5) Organize and filter DagChainer outputs and generate table

This generates the exon count table of syntenic Sorghum aligned exons vs B73 and the NAMs within each syntenic block designated by DagChainer. Files were not sorted prior to processing since the syntenic block order from DagChainer was used. Exon counts were determined using bedtools groupby by grouping exons within a syntenic region that had the same Sorghum gene ID in that region and reporting the count of those exons, as well as the chromosome ID and the minimum coordinate (i.e. what results in the start coordinate) of those exons within the syntenic region. The result of this parsing was made into a table using R.

Step 1: Get exon counts for each NAM genome and B73:

sh post_dagchainer_coords_csv_filtered_subg_unique_trf.sh

post_dagchainer_coords_csv_filtered_subg_unique_trf.sh code

#!/bin/bash

#Each subgenome was processed individually.

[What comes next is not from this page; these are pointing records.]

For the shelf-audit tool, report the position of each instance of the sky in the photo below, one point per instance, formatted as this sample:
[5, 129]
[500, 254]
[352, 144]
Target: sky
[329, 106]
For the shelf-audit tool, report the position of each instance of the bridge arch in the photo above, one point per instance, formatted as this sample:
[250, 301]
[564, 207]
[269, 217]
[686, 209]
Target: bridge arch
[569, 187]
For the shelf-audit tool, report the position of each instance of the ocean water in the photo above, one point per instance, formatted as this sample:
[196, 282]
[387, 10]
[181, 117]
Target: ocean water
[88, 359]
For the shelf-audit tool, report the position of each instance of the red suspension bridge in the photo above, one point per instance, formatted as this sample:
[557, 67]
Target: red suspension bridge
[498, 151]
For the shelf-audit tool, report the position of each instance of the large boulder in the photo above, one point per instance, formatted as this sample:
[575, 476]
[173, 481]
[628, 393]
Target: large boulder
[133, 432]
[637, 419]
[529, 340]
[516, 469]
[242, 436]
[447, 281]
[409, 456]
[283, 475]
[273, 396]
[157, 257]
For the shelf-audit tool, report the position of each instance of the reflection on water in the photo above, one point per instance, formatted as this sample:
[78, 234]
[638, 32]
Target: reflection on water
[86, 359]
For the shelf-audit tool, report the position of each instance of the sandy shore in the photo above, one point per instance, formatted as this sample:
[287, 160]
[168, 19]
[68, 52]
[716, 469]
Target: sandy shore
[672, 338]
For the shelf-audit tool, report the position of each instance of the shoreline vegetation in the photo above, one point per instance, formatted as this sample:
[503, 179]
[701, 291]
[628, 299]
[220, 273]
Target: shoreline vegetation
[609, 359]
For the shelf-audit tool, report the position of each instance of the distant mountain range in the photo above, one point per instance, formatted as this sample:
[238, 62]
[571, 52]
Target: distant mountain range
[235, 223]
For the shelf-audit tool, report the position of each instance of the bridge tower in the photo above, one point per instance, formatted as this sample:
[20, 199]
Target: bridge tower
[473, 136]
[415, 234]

Data was converted to csv files. 

module load bedtools2

for sample in *_ISUmasked_Sb_subgenomes_exons_dc-megablast_dagchainer_trf_allsizes_sb-trf.filtered.aligncoords
        do
                echo $sample
                describer=$(echo ${sample} | sed 's/_ISUmasked_Sb_subgenomes_exons_dc-megablast_dagchainer_trf_allsizes_sb-trf.filtered.aligncoords//')
                echo $describer

cat ${sample} | grep -v "#" | grep "M1" | awk '{$1=$1} 1' FS=".1.v3.1." OFS="\t" | tr '_' '\t' | awk -v OFS="\t" '{print $2".1_"$4"_"$5,$10,$11}' | groupBy -i - -g 1,2 -c 1,3 -o count,min  | sort -k1,1 -k3,3r | awk '!x[$1]++' | awk -v x=$describer 'BEGIN { OFS="\t"; print "gene_chr","pos_"x,"exoncount_"x} { print $1"_"$2,$4,$3}' | tr '\t' ',' > ${describer}_ISUmasked_Sb_dagchainer_filtered_dc-m_coords_trf_M1.csv

cat ${sample} | grep -v "#" | grep "M2" | awk '{$1=$1} 1' FS=".1.v3.1." OFS="\t" | tr '_' '\t' | awk -v OFS="\t" '{print $2".1_"$4"_"$5,$10,$11}' | groupBy -i - -g 1,2 -c 1,3 -o count,min  | sort -k1,1 -k3,3r | awk '!x[$1]++' | awk -v x=$describer 'BEGIN { OFS="\t"; print "gene_chr","pos_"x,"exoncount_"x} { print $1"_"$2,$4,$3}' | tr '\t' ',' > ${describer}_ISUmasked_Sb_dagchainer_filtered_dc-m_coords_trf_M2.csv

done

Step 2: Make table for each subgenome:

all M1 csv files were put into their own directory; same with all M2 csv files.

For each directory:

Module load r

./r_table.R

r_table.R code

#!/usr/bin/env Rscript

#make a table from all csv files in a directory

library(dplyr)
library(purrr)
library(tibble)
library(tidyr)
library(readr)

multmerge = function(mypath){filenames = list.files(path=mypath, full.names=TRUE)
datalist = lapply(filenames, function(x){read.csv(file=x,header=T)})
Reduce(function(x,y) {merge(x,y,all = TRUE)}, datalist)
}

full_data = multmerge("/path/to/directory")

write.csv(full_data, file = "output.csv")

Step 3: Join subgenome tables:

Subgenome tables were joined together using unix join.